В вагоне я встретил знакомого молодого человека, работавшего прорабом на той же стройке, что и я. Это было очень кстати; хотя он и не был моим другом, но когда есть знакомый попутчик, всякий скажет: повезло. Он тоже ехал в отпуск, но не так, как я, один, а со своей молодой женой. И все было прекрасно: ехали — не скучали. В Москву прибыли вечером и узнали, что сделать пересадку очень трудно, может быть, удастся только завтра, а значит, ночью придется незнамо куда деваться. Так мы оказались под открытым небом в большом городе. Но у меня жил в Москве родной брат, а стало быть, по извечным законам, какой же может быть разговор, если есть возможность переночевать. Кажется, так скажет любой человек.
Имя Александра Трифоновича Твардовского не звучало тогда так громко, как впоследствии, но попутчик мой, однако, знал, что есть у меня брат в Москве и что он поэт.
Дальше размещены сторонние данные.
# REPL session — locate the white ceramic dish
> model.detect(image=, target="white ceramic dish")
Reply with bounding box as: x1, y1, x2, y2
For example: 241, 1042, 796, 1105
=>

— Слушай, — говорит, — Иван Трифонович! Так у тебя же брат здесь живет. Разве у русских людей бывает так, что нельзя переночевать у брата?
Я замялся, Бог его знает, что ответил, и попутчик очень удивился моей нерешительности.
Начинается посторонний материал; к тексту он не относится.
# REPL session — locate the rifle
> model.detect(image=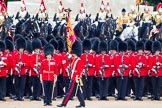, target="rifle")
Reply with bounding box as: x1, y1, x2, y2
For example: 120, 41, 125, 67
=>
0, 55, 2, 73
67, 59, 72, 79
101, 54, 105, 80
85, 52, 88, 79
137, 55, 141, 78
36, 55, 40, 75
119, 53, 125, 79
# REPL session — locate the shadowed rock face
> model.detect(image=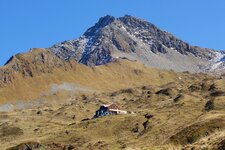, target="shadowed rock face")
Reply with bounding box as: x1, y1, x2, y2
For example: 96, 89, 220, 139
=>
50, 15, 223, 71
— Что, адреса не знаешь? Так это же проще всего: пятьдесят копеек — и через десять — двадцать минут получишь адрес.
Адрес я знал, но знал и то, что, не предупредив письмом или телеграммой, заявиться поздним вечером не очень удобно. К тому же я не был уверен, что брат дома, а супругу, Марию Илларионовну, я почти не знал, разговаривать с ней не приходилось, видел ее лишь бегло, да и вообще нас, братьев своего мужа, она не хотела ни знать, ни видеть, и никто из нашей семьи, в том числе и наша мама, никогда не слышал от нее слова привета. Так что была у меня причина для раздумий.
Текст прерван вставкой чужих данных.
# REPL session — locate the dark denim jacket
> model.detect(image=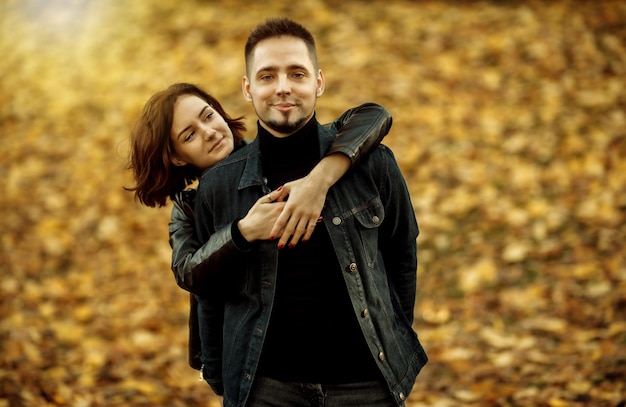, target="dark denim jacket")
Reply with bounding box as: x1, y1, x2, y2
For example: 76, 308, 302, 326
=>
169, 103, 392, 372
195, 119, 427, 407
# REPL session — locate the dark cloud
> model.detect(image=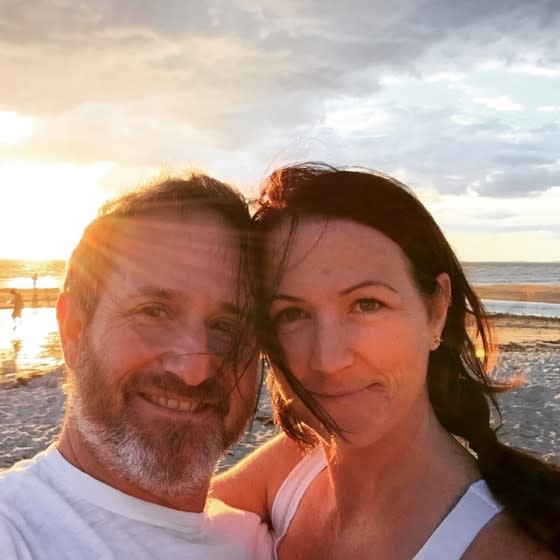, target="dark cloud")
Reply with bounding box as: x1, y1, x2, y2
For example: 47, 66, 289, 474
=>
0, 0, 560, 197
475, 166, 560, 197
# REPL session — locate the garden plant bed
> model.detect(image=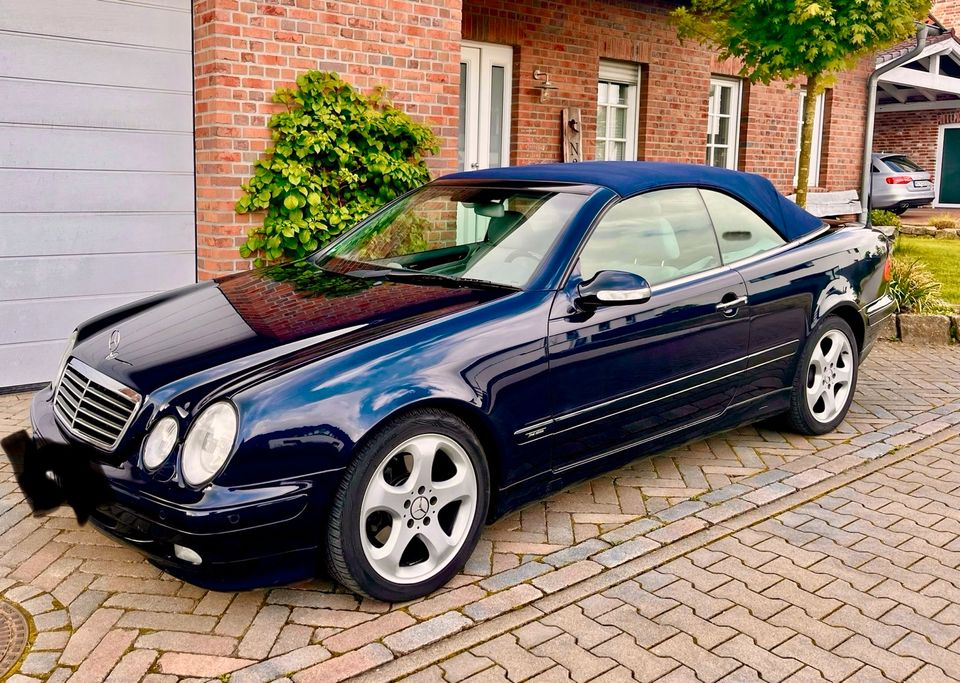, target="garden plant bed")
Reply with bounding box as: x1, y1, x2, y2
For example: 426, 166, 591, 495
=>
896, 234, 960, 304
— Да будь же ты мужчиной, в конце-то концов! — сказал мой попутчик. — Пойдем к нему вместе! Я сам буду говорить с ним. У тебя есть удостоверение, что ты в отпуске? Я тоже покажу ему документы, и, уверен, он сделает все, что в его силах для нас обоих. Мы ведь живем и работаем вместе, вместе едем. Да разве он позволит, чтобы о нем кто-то на Урале имел плохое мнение.
Давно это было, но все свежо в памяти, запечатлелось до мельчайших деталей. Поехали мы на тот Большой Могильцевский переулок, что в районе Арбата, нашли нужный дом. У подъезда, метрах в трех- четырех, была простенькая скамеечка, и мы присели на нее. Ох как мне было неловко: один не решался, а тут приперся с людьми… Не знаю, может, действительно это чудовищно плохо, не знаю. Знаю только: при всей незавидности моей жизни приехал бы ко мне пусть самый дальний родственник, я был бы только рад. Да и приезжали же! И приезжают. И как же? Сам как-нибудь, а гостю сделаю из последних сил все. Да и разве не так у простых людей? (Да простит мне читатель, что не посмел утаить этот эпизод из моих встреч с братом Александром.)
Минут десять, как тот спортсмен, что рискует перекрыть рекордную высоту в прыжке с шестом — добавить еще хотя бы один сантиметр, — собирался с духом, прежде чем нажать на кнопку звонка. Встаю: 'Ну, ладно, пусть будет, что будет', иду и нажимаю. Стою, жду, слушаю. Ага, кто-то идет… Дверь открывается, и я вижу Марию Илларионовну.
— Вам кого? Кто вы?
— Я — брат Александра Трифоновича, Иван, — отвечаю.
— Александра Трифоновича дома нет! — и закрывает дверь.
Что я чувствовал, стоя у захлопнутой двери, можно себе представить. Все сказанное слышали и спутники мои, объяснять не требовалось. Они продолжали сидеть на скамейке, а я стоял возле. Это длилось, может, одну минуту, дверь вновь открылась, и я услышал голос Александра Трифоновича: 'Кто там?' Было уже достаточно темно, и он не смог разглядеть.